黒い髪の毛はゆったりと降ろされサイドに流すように軽く結われている。

身に着けているドレスも華美なものではないものの、薄い水色と白の刺繍が清楚さを醸し出している。

何より透けるような白い肌は、見る物を惑わせるほどの滑らかさをみせている。


シュロールは居間で話している我々に向かって、近寄り礼を取る。


「お初にお目にかかります、プラタナス公爵。」

「シュロール=フェイジョアと申します。」




シネンシス公爵の震えは止まり、ハルディンは何を言っているかわからないという顔をした。
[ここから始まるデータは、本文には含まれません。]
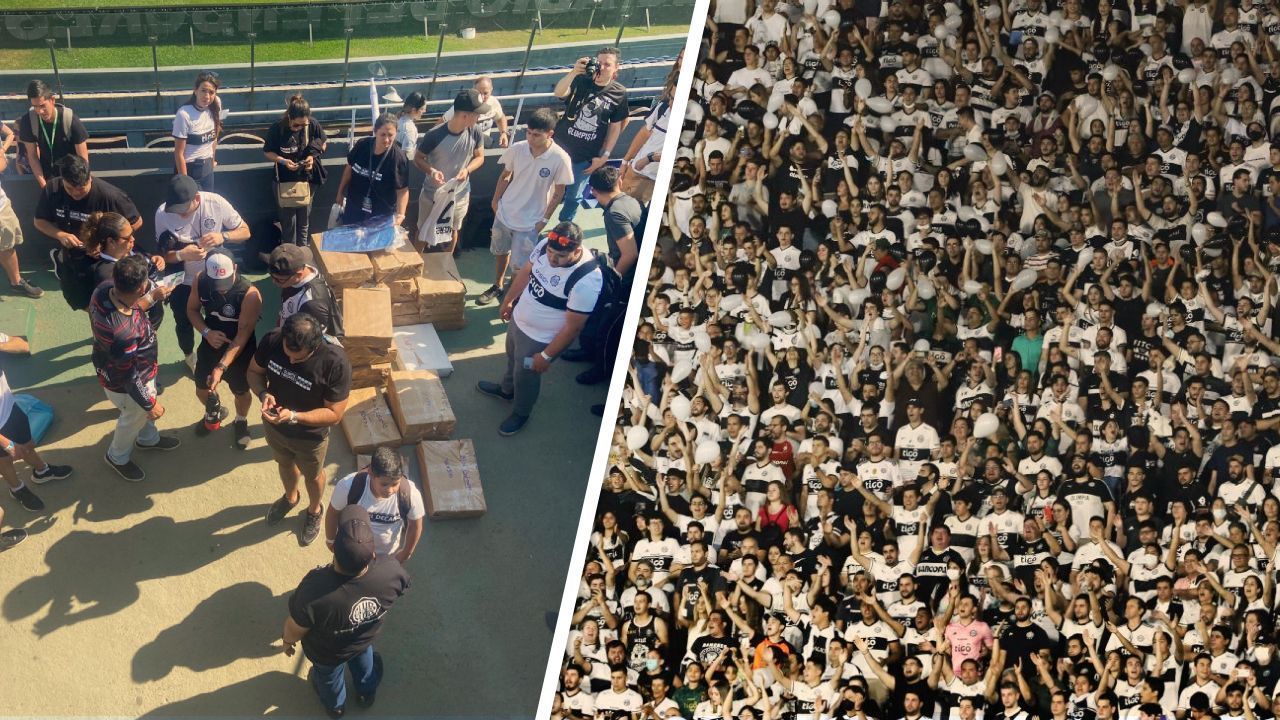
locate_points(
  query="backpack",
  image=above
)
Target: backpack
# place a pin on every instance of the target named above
(64, 122)
(611, 299)
(357, 491)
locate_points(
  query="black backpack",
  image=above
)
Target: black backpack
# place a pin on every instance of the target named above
(357, 491)
(611, 287)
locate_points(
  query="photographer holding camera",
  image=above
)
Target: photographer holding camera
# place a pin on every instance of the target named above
(595, 110)
(295, 145)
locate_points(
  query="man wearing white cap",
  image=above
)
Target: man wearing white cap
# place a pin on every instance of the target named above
(224, 308)
(188, 226)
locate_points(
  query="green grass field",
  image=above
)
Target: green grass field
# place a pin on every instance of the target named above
(215, 54)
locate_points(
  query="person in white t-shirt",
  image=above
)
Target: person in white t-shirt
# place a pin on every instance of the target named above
(557, 290)
(190, 224)
(393, 502)
(533, 181)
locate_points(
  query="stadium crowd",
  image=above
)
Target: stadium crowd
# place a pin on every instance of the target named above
(955, 392)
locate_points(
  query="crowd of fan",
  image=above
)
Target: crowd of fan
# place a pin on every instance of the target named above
(955, 393)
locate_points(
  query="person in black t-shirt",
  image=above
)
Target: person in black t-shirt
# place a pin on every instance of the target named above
(296, 144)
(375, 181)
(50, 132)
(338, 610)
(60, 213)
(302, 382)
(595, 109)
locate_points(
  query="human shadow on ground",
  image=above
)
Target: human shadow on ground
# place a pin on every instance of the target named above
(97, 574)
(240, 621)
(274, 693)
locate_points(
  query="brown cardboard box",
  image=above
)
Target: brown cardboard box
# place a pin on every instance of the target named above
(368, 422)
(342, 269)
(420, 406)
(440, 278)
(370, 376)
(396, 264)
(366, 317)
(403, 291)
(451, 479)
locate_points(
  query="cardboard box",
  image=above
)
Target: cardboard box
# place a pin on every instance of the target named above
(370, 376)
(366, 317)
(396, 264)
(451, 479)
(342, 269)
(420, 405)
(368, 422)
(403, 291)
(440, 278)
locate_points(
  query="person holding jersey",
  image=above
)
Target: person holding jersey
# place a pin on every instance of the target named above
(196, 127)
(393, 502)
(49, 132)
(224, 309)
(375, 181)
(296, 145)
(124, 358)
(109, 237)
(64, 204)
(190, 224)
(556, 290)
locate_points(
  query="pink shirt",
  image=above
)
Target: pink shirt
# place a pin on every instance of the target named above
(968, 641)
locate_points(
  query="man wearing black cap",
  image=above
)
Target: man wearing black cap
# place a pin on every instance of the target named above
(60, 213)
(557, 291)
(595, 110)
(449, 151)
(304, 383)
(224, 310)
(188, 226)
(338, 610)
(302, 287)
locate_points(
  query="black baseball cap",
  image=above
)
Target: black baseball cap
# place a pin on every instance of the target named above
(469, 101)
(182, 192)
(353, 546)
(287, 259)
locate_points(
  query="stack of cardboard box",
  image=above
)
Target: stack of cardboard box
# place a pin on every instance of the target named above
(366, 320)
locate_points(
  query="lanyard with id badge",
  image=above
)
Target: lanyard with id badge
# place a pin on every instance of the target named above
(366, 205)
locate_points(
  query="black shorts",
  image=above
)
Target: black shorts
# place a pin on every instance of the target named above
(236, 374)
(17, 429)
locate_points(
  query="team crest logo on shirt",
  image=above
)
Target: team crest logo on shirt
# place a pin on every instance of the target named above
(365, 610)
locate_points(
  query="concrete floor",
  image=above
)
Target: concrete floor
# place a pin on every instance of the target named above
(167, 597)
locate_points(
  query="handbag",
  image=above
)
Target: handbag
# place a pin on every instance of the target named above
(293, 194)
(40, 415)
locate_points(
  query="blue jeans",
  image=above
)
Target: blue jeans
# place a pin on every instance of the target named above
(574, 192)
(330, 683)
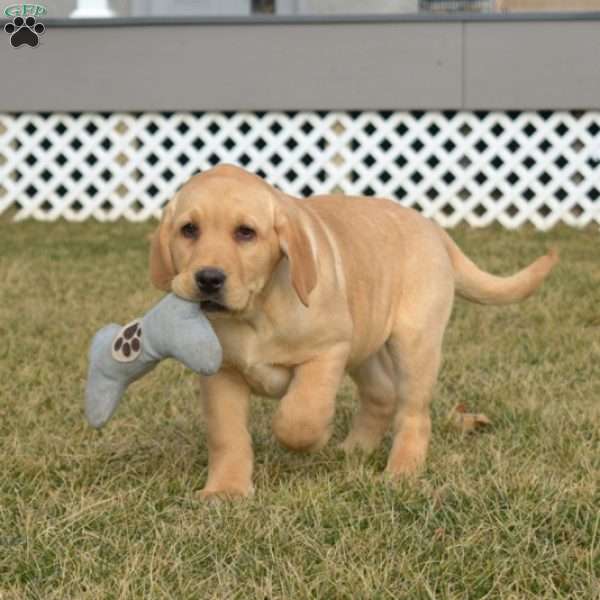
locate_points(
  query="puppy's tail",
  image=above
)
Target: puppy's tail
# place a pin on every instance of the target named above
(484, 288)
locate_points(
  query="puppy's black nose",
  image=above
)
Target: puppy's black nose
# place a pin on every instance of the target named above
(210, 280)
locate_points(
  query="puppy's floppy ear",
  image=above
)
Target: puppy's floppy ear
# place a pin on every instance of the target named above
(295, 243)
(161, 262)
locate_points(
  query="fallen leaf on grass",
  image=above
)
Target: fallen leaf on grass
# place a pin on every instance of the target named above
(465, 421)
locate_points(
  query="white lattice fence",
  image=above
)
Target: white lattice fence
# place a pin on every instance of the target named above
(542, 167)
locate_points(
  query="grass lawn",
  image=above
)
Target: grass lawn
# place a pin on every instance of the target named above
(510, 513)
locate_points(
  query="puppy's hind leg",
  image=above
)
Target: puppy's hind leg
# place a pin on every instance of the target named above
(416, 353)
(378, 401)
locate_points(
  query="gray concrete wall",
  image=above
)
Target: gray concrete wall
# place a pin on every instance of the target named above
(291, 64)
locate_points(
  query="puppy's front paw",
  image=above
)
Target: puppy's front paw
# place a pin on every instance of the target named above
(226, 493)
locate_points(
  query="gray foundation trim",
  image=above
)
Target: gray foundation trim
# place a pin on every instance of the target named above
(355, 63)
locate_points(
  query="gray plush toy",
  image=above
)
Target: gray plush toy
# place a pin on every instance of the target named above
(119, 355)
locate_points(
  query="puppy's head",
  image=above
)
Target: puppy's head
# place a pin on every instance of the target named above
(221, 238)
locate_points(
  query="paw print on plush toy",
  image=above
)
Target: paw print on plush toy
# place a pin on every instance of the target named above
(24, 31)
(128, 343)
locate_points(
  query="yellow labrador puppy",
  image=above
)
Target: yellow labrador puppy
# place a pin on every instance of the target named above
(301, 291)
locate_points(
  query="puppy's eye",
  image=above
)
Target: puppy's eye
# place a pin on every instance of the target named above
(190, 231)
(244, 233)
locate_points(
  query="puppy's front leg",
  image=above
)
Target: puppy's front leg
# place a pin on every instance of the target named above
(304, 416)
(225, 397)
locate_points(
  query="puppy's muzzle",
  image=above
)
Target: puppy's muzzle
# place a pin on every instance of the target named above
(210, 281)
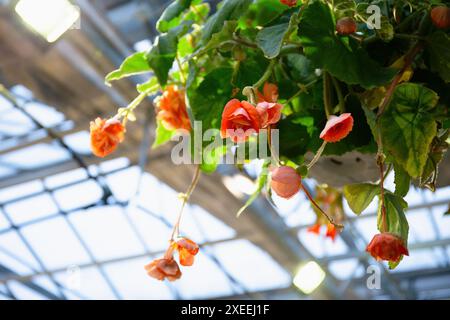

挨拶を受けたプラタナス公爵は思考の為に動きを止め、次の瞬間烈火のごとく怒りをあらわにした。


「(…フェイジョア、フェイジョアといったか?)」


「…これは…これは、誰の失態だ!…おまえかっ、シネンシス!おまえが仕出かしたのか!」

「王家はこのことを…まさか、王家の失態なのか!」

「もう一人、娘がいたはずだが…何故こうなった?」


シュロールが名乗っただけで、瞬時に事を理解したのはさすが宰相だと言える。

シネンシス公爵も、こうも早く事が公になるとは思っていなかっただろう。

今もこの場でわかっていないのは、ハルディンただ一人であった。


「はっ、なにを言い出すかと思えば…他の男と婚姻でも結んだというのか?」

「どこの貴族だが知らないが、我が公爵「黙れっ!」家……えっ?」


言葉を遮られたことを不思議に思い隣を仰ぎ見ると、宰相の職務中でも見たことのない悪鬼のような顔があった。


「いえ、父上…この娘が名前を。」


「黙れといっている!」

「私が…策略において、間違った判断をしたことがあるか?」


ハルディンは父親を尊敬していた、その手腕でこの国を宰相として支えているのだ。

誰よりも、頭の回転は速い…その父親が言うのだ。

何かがある、そしてそれは父親の能力を持ってしても解決が厳しい問題なのだと。

ハルディンもまた、頭の回転の速い男であった。


プラタナス公爵は、シネンシス公爵を覗き見た。

先程から言葉を発することができず、使い物にならない。

おそらくは、この男が発端であろう…そして同時に、王家も失態を犯したに違いない。


「シュロール嬢、改めてご挨拶大変うれしく思います。」


「さっそくですが…いくつか質問したいことが。」

「シュロール嬢はいつから、フェイジョアに名を変えられたのでしょう?」

「あと…。」


ごくりと唾を飲み込む、できるならばこの予想は当たらないでほしい。


「エンジュ殿は、こちらにご滞在なのだろうか?」


言い終わると同時に、背後に気配を感じる。




「私を待ち望んでくれているとは…なんとも有難いじゃないか、プラタナス宰相殿。」


シネンシス公爵家の整った居間にて、貴族達の煌びやかな装いの中。

気だるい雰囲気と、口元だけの微笑み、そして皮肉を交えてエンジュは扉にもたれかかっていた。